Initiated adults are able to recognize the following six truths that are necessary to healing and transforming the deep pains of settler-colonialism, white supremacy and ecocide:
(1) the people who have an Indigenous relationship with a place have the most intimate relationship with that place and should thus be central in any human decisions made about that place
(2) intimate, mutually beneficial relationship with all aspects of creation is what nourished one’s life and makes it purposeful and all humans are capable of attuning to these relationships
(3) change is inevitable, if humans try to stop or control change out of fear or hubris the costs will simply be offset to a future of much more catastrophic changes
(4) we need to be able meet our basic needs - food, water shelter - without poisoning the source of those needs
(5) how we make transitions are equally important to what we transition to, cultural shifts can be pleasurable, relaxed, simple and elegant
(6) certain pains, discomforts and losses are inevitable yet others are unnecessarily inflicted by those who they themselves have unhealed wounds. Grieving and healing collectively are essential functions of healthy human culture, and our ability to full heartedly welcome joy, connection and gratitude deepens our capacity to grieve and heal.

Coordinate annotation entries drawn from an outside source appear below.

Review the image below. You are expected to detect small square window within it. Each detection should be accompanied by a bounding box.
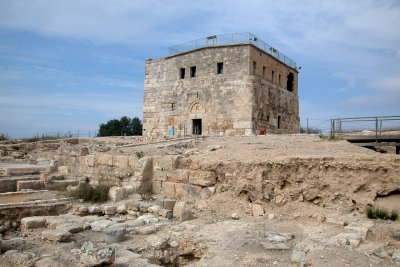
[217,62,224,74]
[190,66,196,78]
[277,116,282,129]
[179,68,185,79]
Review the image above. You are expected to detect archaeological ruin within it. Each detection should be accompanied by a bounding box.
[143,33,300,137]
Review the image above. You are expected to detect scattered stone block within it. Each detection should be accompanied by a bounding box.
[231,212,239,220]
[133,225,158,235]
[392,250,400,262]
[175,183,201,198]
[0,250,38,266]
[207,145,222,151]
[117,205,126,214]
[103,223,126,236]
[158,198,176,210]
[35,258,65,267]
[344,224,372,240]
[46,216,66,229]
[88,206,102,214]
[108,186,124,202]
[173,202,194,222]
[90,220,115,232]
[72,241,115,267]
[189,171,217,186]
[161,182,175,198]
[335,233,362,248]
[147,205,160,214]
[78,206,88,216]
[103,206,117,215]
[42,230,71,242]
[55,222,83,234]
[200,187,215,199]
[137,214,159,224]
[151,181,162,194]
[17,180,43,191]
[145,235,168,250]
[167,170,189,183]
[372,245,390,259]
[251,204,264,217]
[290,249,306,262]
[21,216,46,229]
[114,155,129,168]
[125,201,139,211]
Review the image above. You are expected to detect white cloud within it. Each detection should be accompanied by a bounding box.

While JOOL’s work doesn’t explicitly focus on re-building cultures in order to support the initiation of adults, there is a strong undercurrent. Together we are re-learning how to be together, how to be in this place and what it means to be in service to the well-being of the whole even if it requires personal sacrifice. In the first ever JOOL leaders council in March of 2021, participants reflected that the aspects of JOOL they value most is that it is intergenerational, welcoming, inclusive, collaborative, and iterative. These aspects are the foundations for healthy culture and can serve as building blocks for renewal as cultures based on oppression dissolve. I see my role in this work as one person who can dance between the “big picture” and the intricate specificity of the place where I live, one story-teller in a mosaic of many, and one bringer of the medicines for both dissolution and renewal.